Textual Analysis

Textual Analysis

TextDNA

TextDNA is a free tool designed to facilitate large-scale analysis projects of linguistic data. Using the Sequence Surveyor system, "TextDNA supports the comparison of ordered sets of linguistic data by visualizing the sequences as colored rows and elements within the set as colored blocks within each row". TextDNA identifies pattens within a dataset and enables users to compare across corpora. TextDNA is compatible with the data stored in Google N-Grams.

MONK (Metadata Offer New Knowledge)

MONK (Metadata Offer New Knowledge) is a digital environment for humanities scholars. It is desgined to assist with the discovery and analysis of patterns within texts, incorporating full text content from corpora such as ECCO, EEBO and Early American Fiction directly into the tool. The MONK Workbench is the primary environment, permitting users to create worksets, perform analytics and save their results. In addition, the MONK workbench can be used in conjunction with the Flameco faceted browser and Zotero. [Credit to TAPoR for this exceptional annotation]

PDF Extract

PDF Extract is an open source set of tools that "allow you to identify and extract the individual references from a scholarly journal article". PDF Extract utilizes the visual clues present in an academic article via formatting to "identify semantically important areas of a PDF" and facilitate appropriate extraction of material. PDF Extract was created to assist "small and medium-sized publishers to meet CrossRef’s linking requirements and to participate in CrossRef’s Cited-by service".

Tesseract

Tesseract is a free raw OCR engine originally developed by HP Labs and now maintained by Google. It works with the Leptonica Image Processing Library, and is capable of reading a variety of image formats. It can convert images to text in over 40 languages. [Credit to TAPoR for this exceptional annotation]

PhiloLogic

PhiloLogic is a "primary full-text search, retrieval and analysis tool" developed by the University of Chicago. PhiloLogic leverages the "wide array of XML data specifications and the recent deployment of basic XML processing tools provides an important opportunity for the collaborative development of higher-level, interoperable tools for Humanities Computing applications".

Lexomics

Lexomics is a text mining software that leverages computational techniques and statistical analysis to answer literary questions. Lexomics searches through texts for word patterns and determines how different parts of a work relate to one another. The web-based Lexomics tools "enables you to "scrub" (clean) your unicode text(s), cut a text(s) into various size chunks, manage chunks and chunk sets, tokenize with character- or word- Ngrams or TF-IDF weighting, and choose from a suite of analysis tools for investigating those texts".

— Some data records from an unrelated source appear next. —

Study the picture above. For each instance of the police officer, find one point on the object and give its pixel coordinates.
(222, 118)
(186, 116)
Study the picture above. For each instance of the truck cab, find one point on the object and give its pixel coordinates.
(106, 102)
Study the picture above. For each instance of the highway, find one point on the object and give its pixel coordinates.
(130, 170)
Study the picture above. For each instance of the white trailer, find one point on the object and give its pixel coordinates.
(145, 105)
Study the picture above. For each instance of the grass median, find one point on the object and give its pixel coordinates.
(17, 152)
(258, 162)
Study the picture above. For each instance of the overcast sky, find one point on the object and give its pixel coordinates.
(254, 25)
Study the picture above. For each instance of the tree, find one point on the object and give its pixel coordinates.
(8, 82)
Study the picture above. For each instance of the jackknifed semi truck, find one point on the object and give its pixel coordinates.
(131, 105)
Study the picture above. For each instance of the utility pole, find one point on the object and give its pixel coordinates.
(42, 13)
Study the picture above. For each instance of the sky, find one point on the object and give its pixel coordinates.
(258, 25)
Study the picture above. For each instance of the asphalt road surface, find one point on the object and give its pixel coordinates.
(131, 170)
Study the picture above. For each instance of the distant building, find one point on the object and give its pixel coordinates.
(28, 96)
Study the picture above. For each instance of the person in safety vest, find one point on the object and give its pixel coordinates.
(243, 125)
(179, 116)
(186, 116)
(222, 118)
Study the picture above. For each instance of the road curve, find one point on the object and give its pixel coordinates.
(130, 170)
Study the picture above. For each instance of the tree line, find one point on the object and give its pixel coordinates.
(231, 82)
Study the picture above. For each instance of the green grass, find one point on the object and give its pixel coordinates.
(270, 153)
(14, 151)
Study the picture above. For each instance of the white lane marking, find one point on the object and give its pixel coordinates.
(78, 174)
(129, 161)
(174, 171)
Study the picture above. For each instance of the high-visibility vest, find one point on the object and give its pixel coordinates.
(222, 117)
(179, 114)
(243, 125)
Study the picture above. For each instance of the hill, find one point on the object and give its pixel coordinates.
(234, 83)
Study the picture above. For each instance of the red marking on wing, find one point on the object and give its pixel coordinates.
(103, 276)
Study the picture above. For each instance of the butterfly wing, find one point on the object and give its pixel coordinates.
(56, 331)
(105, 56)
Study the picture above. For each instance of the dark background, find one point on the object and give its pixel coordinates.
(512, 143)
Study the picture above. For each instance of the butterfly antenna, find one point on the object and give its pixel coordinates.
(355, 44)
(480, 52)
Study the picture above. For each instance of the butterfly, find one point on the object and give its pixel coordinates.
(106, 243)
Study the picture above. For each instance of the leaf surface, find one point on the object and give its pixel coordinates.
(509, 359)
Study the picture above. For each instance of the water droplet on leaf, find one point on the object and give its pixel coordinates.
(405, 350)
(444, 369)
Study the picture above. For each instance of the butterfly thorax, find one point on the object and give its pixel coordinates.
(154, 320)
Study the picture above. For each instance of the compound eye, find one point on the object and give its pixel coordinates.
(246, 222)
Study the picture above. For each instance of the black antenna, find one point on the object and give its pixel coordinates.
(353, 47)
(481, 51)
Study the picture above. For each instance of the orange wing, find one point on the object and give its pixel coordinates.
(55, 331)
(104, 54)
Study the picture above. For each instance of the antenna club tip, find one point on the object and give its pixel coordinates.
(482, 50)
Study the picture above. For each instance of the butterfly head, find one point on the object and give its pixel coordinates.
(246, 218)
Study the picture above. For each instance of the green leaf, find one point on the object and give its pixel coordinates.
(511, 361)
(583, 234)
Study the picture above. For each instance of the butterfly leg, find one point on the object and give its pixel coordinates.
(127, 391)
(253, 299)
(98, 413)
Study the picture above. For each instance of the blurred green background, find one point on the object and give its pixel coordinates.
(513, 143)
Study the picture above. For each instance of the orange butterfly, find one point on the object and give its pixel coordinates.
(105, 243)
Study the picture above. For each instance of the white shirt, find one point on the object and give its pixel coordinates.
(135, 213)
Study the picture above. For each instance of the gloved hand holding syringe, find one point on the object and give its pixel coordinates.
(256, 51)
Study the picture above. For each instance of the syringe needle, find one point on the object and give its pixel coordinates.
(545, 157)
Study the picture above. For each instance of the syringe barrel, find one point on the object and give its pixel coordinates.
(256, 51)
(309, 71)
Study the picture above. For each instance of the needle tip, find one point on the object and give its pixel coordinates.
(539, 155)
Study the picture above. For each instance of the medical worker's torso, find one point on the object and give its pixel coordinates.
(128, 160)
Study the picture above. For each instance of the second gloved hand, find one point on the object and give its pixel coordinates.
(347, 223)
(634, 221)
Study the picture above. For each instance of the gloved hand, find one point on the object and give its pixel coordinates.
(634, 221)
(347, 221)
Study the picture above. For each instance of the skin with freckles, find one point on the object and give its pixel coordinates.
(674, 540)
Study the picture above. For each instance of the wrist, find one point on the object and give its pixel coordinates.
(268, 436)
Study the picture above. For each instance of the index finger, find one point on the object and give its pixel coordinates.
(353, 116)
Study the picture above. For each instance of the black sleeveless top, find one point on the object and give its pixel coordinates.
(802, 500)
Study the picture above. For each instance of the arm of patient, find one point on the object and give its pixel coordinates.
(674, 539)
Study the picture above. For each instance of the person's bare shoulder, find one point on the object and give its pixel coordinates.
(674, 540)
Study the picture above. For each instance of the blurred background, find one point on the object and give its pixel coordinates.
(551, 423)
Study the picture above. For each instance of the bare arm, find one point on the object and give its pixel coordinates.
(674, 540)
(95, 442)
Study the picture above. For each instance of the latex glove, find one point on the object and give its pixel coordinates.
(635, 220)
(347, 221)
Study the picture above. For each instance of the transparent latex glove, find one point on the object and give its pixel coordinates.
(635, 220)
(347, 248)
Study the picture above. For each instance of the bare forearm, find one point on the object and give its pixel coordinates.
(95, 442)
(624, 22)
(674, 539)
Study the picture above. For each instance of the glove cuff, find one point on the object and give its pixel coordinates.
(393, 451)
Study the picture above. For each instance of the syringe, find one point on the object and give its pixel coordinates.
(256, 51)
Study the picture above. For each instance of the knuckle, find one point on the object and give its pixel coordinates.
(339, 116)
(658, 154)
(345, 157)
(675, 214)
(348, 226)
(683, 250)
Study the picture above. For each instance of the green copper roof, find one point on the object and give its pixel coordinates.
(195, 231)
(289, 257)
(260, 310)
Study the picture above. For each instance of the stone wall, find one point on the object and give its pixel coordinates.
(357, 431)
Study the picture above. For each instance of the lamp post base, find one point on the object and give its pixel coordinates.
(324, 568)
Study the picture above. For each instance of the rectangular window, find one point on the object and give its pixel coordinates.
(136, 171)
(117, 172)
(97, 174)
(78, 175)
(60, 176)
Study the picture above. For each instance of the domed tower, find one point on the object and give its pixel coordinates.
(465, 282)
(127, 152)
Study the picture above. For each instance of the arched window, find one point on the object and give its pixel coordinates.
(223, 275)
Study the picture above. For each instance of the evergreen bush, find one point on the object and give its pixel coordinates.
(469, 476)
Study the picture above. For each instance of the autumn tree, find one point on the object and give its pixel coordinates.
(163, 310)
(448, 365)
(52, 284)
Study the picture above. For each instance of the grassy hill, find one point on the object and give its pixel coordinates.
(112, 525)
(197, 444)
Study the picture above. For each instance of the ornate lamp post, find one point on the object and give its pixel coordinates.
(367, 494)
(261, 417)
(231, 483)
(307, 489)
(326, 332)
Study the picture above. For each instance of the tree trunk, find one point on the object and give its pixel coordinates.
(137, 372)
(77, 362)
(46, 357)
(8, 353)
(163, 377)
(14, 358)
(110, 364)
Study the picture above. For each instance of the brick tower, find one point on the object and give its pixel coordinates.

Brat Rapid Annotation Tool

"Brat is a web-based tool for text annotation". Brat is particularly designed for structured annotation where the textual notes are fixed and can be easily categorized in order to aid automated computer processing and interpretation.

GeoNames

GeoNames is massive geographical database that contains "over 10 million geographical names and consists of over 9 million unique features". GeoNames integrates geographical data with place names in various languages, physical features (area, elevation, longitude/latitude), and social statistics (population, currency, postal codes, national flag). GeoNames is a collaborative project that encourages user participation by allowing users to "manually edit, correct and add new names using a user friendly wiki interface".

CATMA: Computer Aided Textual Markup & Analysis

CATMA is a "practical and intuitive tool for literary scholars, students and other parties with an interest in text analysis and literary research". CATMA facilitates efficient literary analysis by "helping perform many of the procedures [...] that normally have to be carried out entirely manually". CATMA's key features include advanced search in the text, visualization of the distribution items of interest, the possibility of analysis a whole corpora of texts in one step, easy toggling between modules, and freely producible Tagsets.

Scrapy

Scrapy is "an open source and collaborative framework for extracting the data you need from websites. In a fast, simple, yet extensible way". Scrapy is a site crawling application that is structured to retrieve structured and useful data from websites for the purposes of data mining, information processing or historical archiving. Scrapy facilitates the data extraction from nearly any website by allowing user to write their own Spiders - directions for locating and retrieving website data. Scrapy is fast, powerful, easily extensible, and yet entirely simple.